ED and the Department of Health and Human Services (HHS) announced that applications for the $500 million Race to the Top Early Learning Challenge (RTT-ELC) competition are now available. According to the Departments, the goal of RTT-ELC is to improve the quality of early learning and development and close achievement gaps for children with high needs. The competition will focus on supporting states' efforts to: (1) increase the number and percentage of low-income and disadvantaged children in each age group (birth to kindergarten entry) enrolled in high-quality early learning and development programs; and (2) design and implement high-quality, integrated systems of early learning and development.

The Departments will hold a Technical Assistance Planning workshop for potential applicants on September 13, 2011. Details on these and any other technical assistance events will be on the Race to the Top-Early Learning (RTT-ELC) Web site. The deadline for submitting grant applications is October 19, 2011.

SIG transformation schools may have more time to develop teacher evaluation systems

Education Week reports that ED may give some districts and schools using the School Improvement Grant (SIG) transformation model more time to develop teacher and principal evaluation systems. The article cites an August 12 Department letter inviting states to apply for waivers that would allow them to give some eligible districts more time to implement evaluation systems. The letter addresses schools in the first two SIG cohorts, which began implementation of the transformation model in school years 2010-2011 and 2011-2012.

Department of Education maps state education and accountability data

ED launched a new version of its education data Web site which provides state-by-state data on state assessment results, the National Assessment of Educational Progress, graduation rates, and school accountability information. The new site provides a state mapping feature, a trend line tool, and a tool which “allows users to view one data element based on conditions set by another data element.”

College faculty gives common standards favorable review

The Education Policy Improvement Center (EPIC) released a report on a survey of 1,897 college faculty who rated the applicability and importance of Common Core State Standards in relation to the courses they teach. The courses involved in the survey included 14 “commonly associated with general education requirements for a bachelor’s degree” and 11 considered career oriented.

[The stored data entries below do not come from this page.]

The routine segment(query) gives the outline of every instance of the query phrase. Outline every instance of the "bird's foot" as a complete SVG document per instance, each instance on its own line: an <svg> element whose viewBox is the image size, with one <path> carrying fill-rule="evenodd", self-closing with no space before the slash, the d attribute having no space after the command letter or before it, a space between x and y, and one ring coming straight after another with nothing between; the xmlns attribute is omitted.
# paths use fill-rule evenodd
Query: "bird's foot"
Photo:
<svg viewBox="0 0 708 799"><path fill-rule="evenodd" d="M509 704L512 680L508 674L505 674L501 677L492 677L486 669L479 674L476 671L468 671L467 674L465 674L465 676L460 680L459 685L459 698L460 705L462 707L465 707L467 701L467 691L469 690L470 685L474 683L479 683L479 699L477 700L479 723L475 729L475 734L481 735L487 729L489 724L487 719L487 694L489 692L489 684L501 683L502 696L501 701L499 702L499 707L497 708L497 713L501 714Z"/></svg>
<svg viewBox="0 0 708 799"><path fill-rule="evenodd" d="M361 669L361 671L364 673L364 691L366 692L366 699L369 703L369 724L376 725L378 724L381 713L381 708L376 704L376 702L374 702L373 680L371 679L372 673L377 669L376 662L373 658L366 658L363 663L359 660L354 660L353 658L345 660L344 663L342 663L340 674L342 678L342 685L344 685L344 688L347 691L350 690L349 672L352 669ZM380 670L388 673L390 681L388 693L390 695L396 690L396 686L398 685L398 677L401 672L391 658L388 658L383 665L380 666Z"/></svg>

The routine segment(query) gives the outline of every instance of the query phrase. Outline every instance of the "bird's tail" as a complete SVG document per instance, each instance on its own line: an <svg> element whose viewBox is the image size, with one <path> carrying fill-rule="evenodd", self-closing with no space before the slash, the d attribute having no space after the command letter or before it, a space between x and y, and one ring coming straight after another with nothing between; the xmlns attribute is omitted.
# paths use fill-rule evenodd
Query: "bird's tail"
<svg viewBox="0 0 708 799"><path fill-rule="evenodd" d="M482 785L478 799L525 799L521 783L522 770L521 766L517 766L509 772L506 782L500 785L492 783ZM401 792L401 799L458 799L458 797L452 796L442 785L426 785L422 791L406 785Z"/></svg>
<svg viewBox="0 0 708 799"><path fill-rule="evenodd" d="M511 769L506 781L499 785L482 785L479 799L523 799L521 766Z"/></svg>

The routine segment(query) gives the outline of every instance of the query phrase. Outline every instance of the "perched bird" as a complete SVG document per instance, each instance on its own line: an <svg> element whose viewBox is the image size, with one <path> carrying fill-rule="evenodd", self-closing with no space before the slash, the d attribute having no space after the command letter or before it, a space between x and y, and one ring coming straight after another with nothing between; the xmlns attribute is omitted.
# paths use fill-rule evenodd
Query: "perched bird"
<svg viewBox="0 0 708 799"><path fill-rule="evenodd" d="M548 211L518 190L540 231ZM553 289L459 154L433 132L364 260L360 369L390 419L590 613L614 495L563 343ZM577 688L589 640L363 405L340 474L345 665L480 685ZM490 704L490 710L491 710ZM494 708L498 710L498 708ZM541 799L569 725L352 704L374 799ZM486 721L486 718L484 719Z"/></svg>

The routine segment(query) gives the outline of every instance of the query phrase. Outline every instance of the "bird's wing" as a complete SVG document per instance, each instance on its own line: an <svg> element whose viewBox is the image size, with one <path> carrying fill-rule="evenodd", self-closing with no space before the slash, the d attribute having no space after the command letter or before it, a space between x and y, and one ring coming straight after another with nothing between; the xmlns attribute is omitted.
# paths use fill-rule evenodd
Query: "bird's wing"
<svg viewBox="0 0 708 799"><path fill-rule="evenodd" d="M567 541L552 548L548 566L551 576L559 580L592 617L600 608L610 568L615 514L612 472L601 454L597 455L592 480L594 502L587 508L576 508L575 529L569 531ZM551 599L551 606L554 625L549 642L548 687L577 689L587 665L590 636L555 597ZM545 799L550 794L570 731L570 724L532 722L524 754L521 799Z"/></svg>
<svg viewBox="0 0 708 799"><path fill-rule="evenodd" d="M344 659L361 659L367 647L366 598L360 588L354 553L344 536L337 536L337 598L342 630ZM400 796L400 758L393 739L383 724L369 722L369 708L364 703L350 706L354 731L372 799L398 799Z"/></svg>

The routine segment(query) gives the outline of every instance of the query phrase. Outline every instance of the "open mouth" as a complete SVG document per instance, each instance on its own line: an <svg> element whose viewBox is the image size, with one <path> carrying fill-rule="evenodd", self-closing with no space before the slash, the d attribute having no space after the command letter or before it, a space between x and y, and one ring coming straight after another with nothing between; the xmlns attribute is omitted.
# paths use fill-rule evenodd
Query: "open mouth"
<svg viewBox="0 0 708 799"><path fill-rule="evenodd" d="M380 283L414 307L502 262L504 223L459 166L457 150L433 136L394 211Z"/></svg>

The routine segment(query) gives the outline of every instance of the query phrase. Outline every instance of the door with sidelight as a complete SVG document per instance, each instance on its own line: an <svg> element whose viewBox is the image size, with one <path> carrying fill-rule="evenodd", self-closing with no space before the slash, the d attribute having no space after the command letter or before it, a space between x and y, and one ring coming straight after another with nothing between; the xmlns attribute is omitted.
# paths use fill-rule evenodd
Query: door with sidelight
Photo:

According to a summary of the findings, the survey revealed that:

  • Most Common Core standards received high ratings for applicability and importance.
  • ELA and literacy standards with highest ratings include those at higher levels of scope and breadth.
  • Mathematics standards with highest ratings include those with an emphasis on thinking, reasoning, and problem solving.
  • 96% of respondents agree that the Common Core State Standards sufficiently challenge students to engage higher-level cognitive skills.

The report concludes that “students who are generally proficient in the Common Core standards will likely be ready for a wide range of postsecondary courses” but cautions against assuming that this means that students who learn the Common Core standards are fully ready for college and careers. “Other important dimensions of readiness exist, upon which the Common Core standards are necessarily silent.”